Prima o poi doveva capitare, era inevitabile che anche un infallibile artigiano della melodia pop come Neil Finn iniziasse a perdere il suo tocco magico. Le prime avvisaglie si erano in effetti già avvertite nel precedente e altalenante "Time On Earth", il disco dell'inaspettata reunion dei Crowded House dopo 11 anni, ma nonostante qualche lungaggine e pomposità di troppo, emergevano comunque diversi brani che portavano il loro inconfondibile marchio: armonie rotonde, mai una nota fuori posto, refrain immediati eppure mai banali, brani arrangiati in maniera sempre impeccabile e sobria.
Spiace davvero constatare che stavolta tali caratteristiche costituiscono le eccezioni di un album che, anziché rappresentare la zampata di classe che giustifichi definitivamente il ritorno del gruppo non solo come un' operazione nostalgia, preferisce adagiarsi su ritmi indolenti, puntando su arrangiamenti acustici e robusti, che purtroppo mascherano le carenze in sede di composizione.

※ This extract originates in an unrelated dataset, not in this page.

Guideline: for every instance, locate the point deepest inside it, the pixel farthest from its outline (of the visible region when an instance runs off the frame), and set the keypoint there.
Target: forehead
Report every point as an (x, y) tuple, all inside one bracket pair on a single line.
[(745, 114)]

Mettiamo subito le cose in chiaro: non c'è niente che possa definirsi brutto e inascoltabile in quest'album, Finn e soci sanno svolgere bene il loro lavoro, ci mancherebbe, ma mai come stavolta appaiono ordinari, poco distintivi e trascinanti. Sicuramente "Intriguer" è, nelle loro intenzioni, l'album più introspettivo e maturo dei Crowded House, e in un certo senso lo è, ai limiti della geriatria, però.
"Amsterdam", "Falling Dove" e "Isolation" sono tutte corpose ballate che si trascinano stanche, opache, senza guizzi (l'ultima delle quali persino appesantita sul finale da un'inutile virata rock) e soprattutto senza quella leggerezza e quella poesia che avevano sempre caratterizzato i loro lenti migliori; quando poi si cimentano con la marcetta rock di "Inside Out", suscitano anche un po' di tenerezza tanto suonano anacronistici.
Fortunatamente ci sono anche momenti più che godibili, non soltanto il singolo "Saturday Sun", che apre l'album col giusto piglio sbarazzino (vorrebbe bissare, non riuscendoci comunque, "Distant Sun" dal loro album migliore, "Together Alone"), ma soprattutto i due pezzi più luminosi e snelli del disco, "Twice If You're Lucky" (c'è lo zampino di Jon Brion dietro) e la più lenta e tinta di samba "Either Side Of The World", che spiccano prepotentemente e ci ricordano di quali e quante meraviglie pop Neil Finn ci ha regalato negli ultimi 25 anni.
Tuttavia, nonostante la conclusiva "Elephants" (una delicatissima ballata a ritmo di valzer) e il malinconico e sbilenco quadretto di "Archer's Arrow" (impreziosito dal violino di Lisa Germano) siano due numeri di innegabile classe, è difficile non sentire un retrogusto amaro durante l'ascolto complessivo di "Intriguer".
A differenza del Regno Unito e del continente oceanico, l'Italia non ha mai troppo apprezzato e celebrato la penna di Neil Finn ed è un peccato aver quasi la certezza che purtroppo non sarà certo quest'album a far cambiare l'immeritata situazione. La stima è comunque immutata, una crisi di mezza età è fisiologica per tutti.